The DII APIs are used when a client is compiled without knowledge of the IDL interfaces upon which it will make calls. This generally means that the client application does not have much hard-coded “business logic” to dictate what parameter values it should use when making remote calls, or even which operations it should invoke. Instead, the remote invocations made by a DII-based client are typically driven by some external meta-data. Two example uses of DII-based applications—gateways and test clients—were briefly discussed in Section 15.1.1. I now discuss the architecture of a DII-based test client in slightly more detail.

When writing a CORBA server, it is useful to have a simulation client application that can be used to perform ad-hoc testing of the server. A GUI-based “generic” test client could be built using the DII, and it might work as follows.

• The user specifies an object reference that the test client should use. This object reference might be obtained from the Naming Service (Chapter 4) or as a stringified IOR (Section 3.4.2) from a file.
• The GUI client retrieves the repository id from the object reference. It then uses this type information to obtain the signatures of its operations from the IFR. The GUI displays a menu of the operation names.
• The user selects an operation from the menu and the GUI then displays dialog boxes to prompt the user to provide values for all in and inout parameters.

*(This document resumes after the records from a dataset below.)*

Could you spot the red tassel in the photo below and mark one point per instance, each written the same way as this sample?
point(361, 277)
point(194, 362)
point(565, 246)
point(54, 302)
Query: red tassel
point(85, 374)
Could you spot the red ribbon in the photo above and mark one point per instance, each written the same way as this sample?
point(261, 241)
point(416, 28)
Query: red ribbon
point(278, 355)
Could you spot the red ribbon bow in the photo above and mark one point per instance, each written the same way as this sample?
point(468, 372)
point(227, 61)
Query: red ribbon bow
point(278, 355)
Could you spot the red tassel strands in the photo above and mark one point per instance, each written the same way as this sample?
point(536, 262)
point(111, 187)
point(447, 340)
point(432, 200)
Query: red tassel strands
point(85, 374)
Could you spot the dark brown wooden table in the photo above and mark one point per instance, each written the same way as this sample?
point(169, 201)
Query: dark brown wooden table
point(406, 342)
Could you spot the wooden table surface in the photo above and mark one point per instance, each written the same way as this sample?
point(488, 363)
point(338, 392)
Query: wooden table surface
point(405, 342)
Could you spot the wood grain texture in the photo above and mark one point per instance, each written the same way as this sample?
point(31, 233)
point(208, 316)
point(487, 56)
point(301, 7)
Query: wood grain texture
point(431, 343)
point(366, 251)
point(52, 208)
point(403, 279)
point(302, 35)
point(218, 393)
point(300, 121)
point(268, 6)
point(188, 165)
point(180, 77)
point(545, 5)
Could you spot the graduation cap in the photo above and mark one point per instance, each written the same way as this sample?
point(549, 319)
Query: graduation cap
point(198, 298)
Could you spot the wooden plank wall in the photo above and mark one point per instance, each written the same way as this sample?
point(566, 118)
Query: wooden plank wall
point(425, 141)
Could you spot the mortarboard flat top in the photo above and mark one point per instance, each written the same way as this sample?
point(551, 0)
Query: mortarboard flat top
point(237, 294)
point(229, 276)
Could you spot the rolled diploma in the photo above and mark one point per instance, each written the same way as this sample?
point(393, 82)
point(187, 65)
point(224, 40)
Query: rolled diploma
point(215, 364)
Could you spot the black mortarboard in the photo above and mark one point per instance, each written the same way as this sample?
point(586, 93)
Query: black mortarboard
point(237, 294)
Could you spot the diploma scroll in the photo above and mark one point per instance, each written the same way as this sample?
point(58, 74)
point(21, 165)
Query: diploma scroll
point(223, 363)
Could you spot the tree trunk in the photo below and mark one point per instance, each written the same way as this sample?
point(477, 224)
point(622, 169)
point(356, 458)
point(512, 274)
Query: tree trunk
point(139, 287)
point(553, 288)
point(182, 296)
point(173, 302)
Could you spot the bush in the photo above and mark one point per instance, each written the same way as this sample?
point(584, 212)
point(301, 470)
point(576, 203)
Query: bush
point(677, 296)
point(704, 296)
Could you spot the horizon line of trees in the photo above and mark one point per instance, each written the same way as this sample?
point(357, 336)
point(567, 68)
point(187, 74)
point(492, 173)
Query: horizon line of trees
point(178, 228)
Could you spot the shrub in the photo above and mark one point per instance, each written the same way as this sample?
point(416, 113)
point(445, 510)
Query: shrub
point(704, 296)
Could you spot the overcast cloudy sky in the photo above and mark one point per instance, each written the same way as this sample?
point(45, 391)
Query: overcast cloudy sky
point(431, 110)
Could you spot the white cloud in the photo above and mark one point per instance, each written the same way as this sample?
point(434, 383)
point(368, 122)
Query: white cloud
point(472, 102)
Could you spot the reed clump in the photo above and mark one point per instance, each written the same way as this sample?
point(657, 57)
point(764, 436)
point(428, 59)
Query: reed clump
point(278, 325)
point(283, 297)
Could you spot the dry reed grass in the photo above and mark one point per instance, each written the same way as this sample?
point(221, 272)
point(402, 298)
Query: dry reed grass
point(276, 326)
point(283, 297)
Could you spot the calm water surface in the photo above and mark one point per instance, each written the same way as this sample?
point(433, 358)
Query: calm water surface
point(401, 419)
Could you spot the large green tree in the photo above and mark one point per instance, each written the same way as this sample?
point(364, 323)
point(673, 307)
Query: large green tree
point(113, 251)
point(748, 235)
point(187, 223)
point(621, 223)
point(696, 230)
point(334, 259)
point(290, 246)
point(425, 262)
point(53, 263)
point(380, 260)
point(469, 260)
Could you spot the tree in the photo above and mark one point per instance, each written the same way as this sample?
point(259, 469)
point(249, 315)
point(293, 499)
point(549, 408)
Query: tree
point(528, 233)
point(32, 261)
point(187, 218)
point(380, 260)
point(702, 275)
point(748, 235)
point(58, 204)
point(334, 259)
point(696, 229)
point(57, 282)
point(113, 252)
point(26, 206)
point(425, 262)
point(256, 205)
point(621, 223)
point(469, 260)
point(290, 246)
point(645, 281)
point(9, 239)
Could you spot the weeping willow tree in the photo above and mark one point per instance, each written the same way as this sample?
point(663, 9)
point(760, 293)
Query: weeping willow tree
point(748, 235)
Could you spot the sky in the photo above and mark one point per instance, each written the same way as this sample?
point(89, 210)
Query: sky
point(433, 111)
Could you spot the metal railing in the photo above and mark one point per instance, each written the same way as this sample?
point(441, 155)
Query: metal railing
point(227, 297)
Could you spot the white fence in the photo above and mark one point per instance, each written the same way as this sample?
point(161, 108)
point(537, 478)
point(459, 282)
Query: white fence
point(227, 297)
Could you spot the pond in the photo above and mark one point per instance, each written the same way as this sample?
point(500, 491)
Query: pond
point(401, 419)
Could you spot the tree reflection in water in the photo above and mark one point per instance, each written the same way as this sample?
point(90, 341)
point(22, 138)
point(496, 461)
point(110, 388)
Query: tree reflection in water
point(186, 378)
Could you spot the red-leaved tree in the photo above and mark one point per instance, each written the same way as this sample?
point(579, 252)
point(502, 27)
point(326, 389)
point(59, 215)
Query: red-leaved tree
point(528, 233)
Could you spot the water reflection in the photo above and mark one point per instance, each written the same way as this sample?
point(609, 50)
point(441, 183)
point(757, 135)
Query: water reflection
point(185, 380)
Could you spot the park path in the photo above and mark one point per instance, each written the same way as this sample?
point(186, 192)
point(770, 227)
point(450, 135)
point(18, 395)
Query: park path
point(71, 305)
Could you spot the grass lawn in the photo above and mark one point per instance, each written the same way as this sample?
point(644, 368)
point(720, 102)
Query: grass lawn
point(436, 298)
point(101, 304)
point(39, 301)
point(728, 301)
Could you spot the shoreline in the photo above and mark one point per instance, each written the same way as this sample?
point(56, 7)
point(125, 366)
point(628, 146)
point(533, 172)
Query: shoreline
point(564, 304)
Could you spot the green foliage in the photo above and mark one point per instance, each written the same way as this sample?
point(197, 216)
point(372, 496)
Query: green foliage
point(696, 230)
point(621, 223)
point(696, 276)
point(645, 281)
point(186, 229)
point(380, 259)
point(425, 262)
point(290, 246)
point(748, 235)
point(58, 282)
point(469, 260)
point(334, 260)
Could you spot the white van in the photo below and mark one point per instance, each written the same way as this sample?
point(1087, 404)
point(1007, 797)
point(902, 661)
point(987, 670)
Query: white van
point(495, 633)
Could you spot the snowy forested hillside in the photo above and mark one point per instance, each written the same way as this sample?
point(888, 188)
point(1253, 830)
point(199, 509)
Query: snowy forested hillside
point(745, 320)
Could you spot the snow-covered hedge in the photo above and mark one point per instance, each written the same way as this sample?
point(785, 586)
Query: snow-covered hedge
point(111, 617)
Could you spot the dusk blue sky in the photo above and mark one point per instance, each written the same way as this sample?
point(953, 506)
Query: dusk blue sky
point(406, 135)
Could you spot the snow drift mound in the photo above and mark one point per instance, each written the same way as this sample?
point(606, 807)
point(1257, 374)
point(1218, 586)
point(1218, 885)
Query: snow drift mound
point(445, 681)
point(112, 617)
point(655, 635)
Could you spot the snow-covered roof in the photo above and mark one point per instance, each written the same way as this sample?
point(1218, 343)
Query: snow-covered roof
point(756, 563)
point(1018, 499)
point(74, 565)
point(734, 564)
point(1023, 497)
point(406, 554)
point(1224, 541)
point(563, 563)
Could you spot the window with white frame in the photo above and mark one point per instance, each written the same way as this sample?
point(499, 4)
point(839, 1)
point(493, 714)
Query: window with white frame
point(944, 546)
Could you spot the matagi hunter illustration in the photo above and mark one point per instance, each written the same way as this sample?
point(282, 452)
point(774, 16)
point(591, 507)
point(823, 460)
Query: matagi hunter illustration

If a parameter is of a compound type then the GUI client will use the TypeCode to recursively drill down into the type and display dialog boxes for each component of the compound type. The compound value is built up with the aid of the DynAny APIs.
• When the user has provided all the parameter values, the GUI client creates a CORBA::Request object and calls invoke() upon it. When the operation returns, the GUI displays all the out and inout parameters, and the return value.

It is possible to imagine such a GUI that would record the parameter values inputted by the user and then generate a regression testing program that could be rerun independently of the interactive GUI.

15.5  Dynamic Server Interface (DSI)

The dynamic server interface (DSI) is often described as being the server-side equivalent of the DII. It is a set of APIs that allows a server application to process incoming requests on IDL interfaces for which it does not have the relevant stub code or skeleton code. Like the DII, the DSI can be used to build gateways or testing applications. For example, a DSI-based testing server might accept incoming requests and assign values to inout and out parameters based on values it obtains from a random number generator or a configuration file/database.